Most Colorado educators are generally aware of the formula that calculates their PERA pension benefit:

Years of Service Credit x 2.5% x Highest Average Salary (HAS)

They also are generally aware of which HAS Table they use so they know when they qualify for a “full” retirement (non-green-shaded areas of your HAS Table).

If you are unfamiliar with either of these things, make sure you investigate further before continuing with this post.

But many educators are not fully aware that they have to choose one of three benefit options when they retire. These options differ in the monthly benefit they pay to you and the benefit (if any) they pay to your cobeneficiary if you die first (typically a spouse, but it doesn’t have to be).
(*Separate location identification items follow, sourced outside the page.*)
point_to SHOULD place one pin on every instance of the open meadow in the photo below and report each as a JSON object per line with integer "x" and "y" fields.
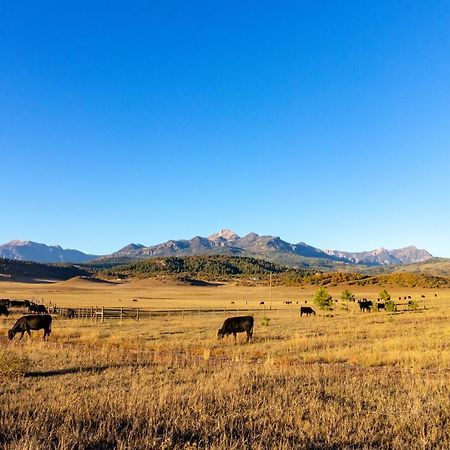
{"x": 340, "y": 379}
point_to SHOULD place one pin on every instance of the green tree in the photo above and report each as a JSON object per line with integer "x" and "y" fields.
{"x": 323, "y": 299}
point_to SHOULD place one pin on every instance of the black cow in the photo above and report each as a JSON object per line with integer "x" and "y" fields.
{"x": 307, "y": 310}
{"x": 365, "y": 305}
{"x": 31, "y": 322}
{"x": 39, "y": 309}
{"x": 234, "y": 325}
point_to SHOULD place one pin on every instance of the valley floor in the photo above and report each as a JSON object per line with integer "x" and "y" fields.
{"x": 340, "y": 380}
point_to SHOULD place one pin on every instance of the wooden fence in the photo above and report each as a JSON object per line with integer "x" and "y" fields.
{"x": 105, "y": 313}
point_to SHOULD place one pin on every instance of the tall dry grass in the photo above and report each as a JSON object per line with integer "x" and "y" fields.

  • Option 1: This pays you a lifetime monthly benefit as calculated by the formula. When you die, your monthly payment will stop and your beneficiary will receive nothing. (Unless you die fairly soon after retiring and you still have a remaining balance in your DB account, in which case they will get that remaining balance as a lump sum plus a 100% match. It typically only takes a few years for your monthly benefit to exhaust the portion of your DB account that you contributed.)

  • Option 2: This pays you a lifetime monthly benefit which is slightly lower than what is calculated by the formula. The reason for this is that when you die, your cobeneficiary will continue to receive 50% of your monthly benefit for the rest of their life. How much lower your monthly benefit will be than the Option 1 level depends on your age and the age of your cobeneficiary. Take a look at this spreadsheet for the current Option 2 factors (these factors periodically change as actuarial assumptions change). If your cobeneficiary predeceases you, then your benefit will “pop up” back to the Option 1 level.

  • Option 3: This pays you a lifetime monthly benefit which is lower than what is calculated by the formula (and slightly lower than the Option 2 benefit). The reason for this is that when you die, your cobeneficiary will continue to receive 100% of your monthly benefit for the rest of their life. How much lower your monthly benefit will be than the Option 1 level depends on your age and the age of your cobeneficiary. Take a look at this spreadsheet for the current Option 3 factors (these factors periodically change as actuarial assumptions change). If your cobeneficiary predeceases you, then your benefit will “pop up” back to the Option 1 level.

To help illustrate this, let’s look at a specific example of a 58 year old teacher who uses HAS Table 2, has 34 years of service credit, their Highest Average Salary (HAS) is $90,000, and their cobeneficiary is 60 years old.

  • Option 1 Benefit: 34 x 2.5% x $90,000 = $76,500 yearly benefit ($6,375/month). When they die, the monthly benefit stops.

  • Option 2 Benefit: $76,500 x 0.961847 (Option 2 factor) = $73,581 yearly benefit ($6,132/month). If they die before their cobeneficiary, their cobeneficiary continues to receive $3,066/month for the rest of their life. If their cobeneficiary predeceases them, their monthly benefit pops back up to $6,375/month.

  • Option 3 Benefit: $76,500 x 0.915142 (Option 3 factor) = $70,008 yearly benefit ($5,834/month). If they die before their cobeneficiary, their cobeneficiary continues to receive $5,834/month for the rest of their life. If their cobeneficiary predeceases them, their monthly benefit pops back up to $6,375/month.


Option

Member
Yearly Benefit

Member
Monthly Benefit
Cobeneficiary
Monthly Benefit
(if you die first)
Option 1$76,500$6,375$0
Option 2$73,582$6,132$3,066
Option 3$70,008$5,834$5,834

Which option you choose obviously depends on a lot of circumstances in your life, including (but not limited to) the relative ages of you and your cobeneficiary, the health of you and your cobeneficiary, any retirement your cobeneficiary has, how much savings you have in other accounts that you can draw from, your spending needs, and your values. While this is obviously an important choice, it’s not one you have to make until you are retiring, at which point you typically have at least some insight into all of these factors.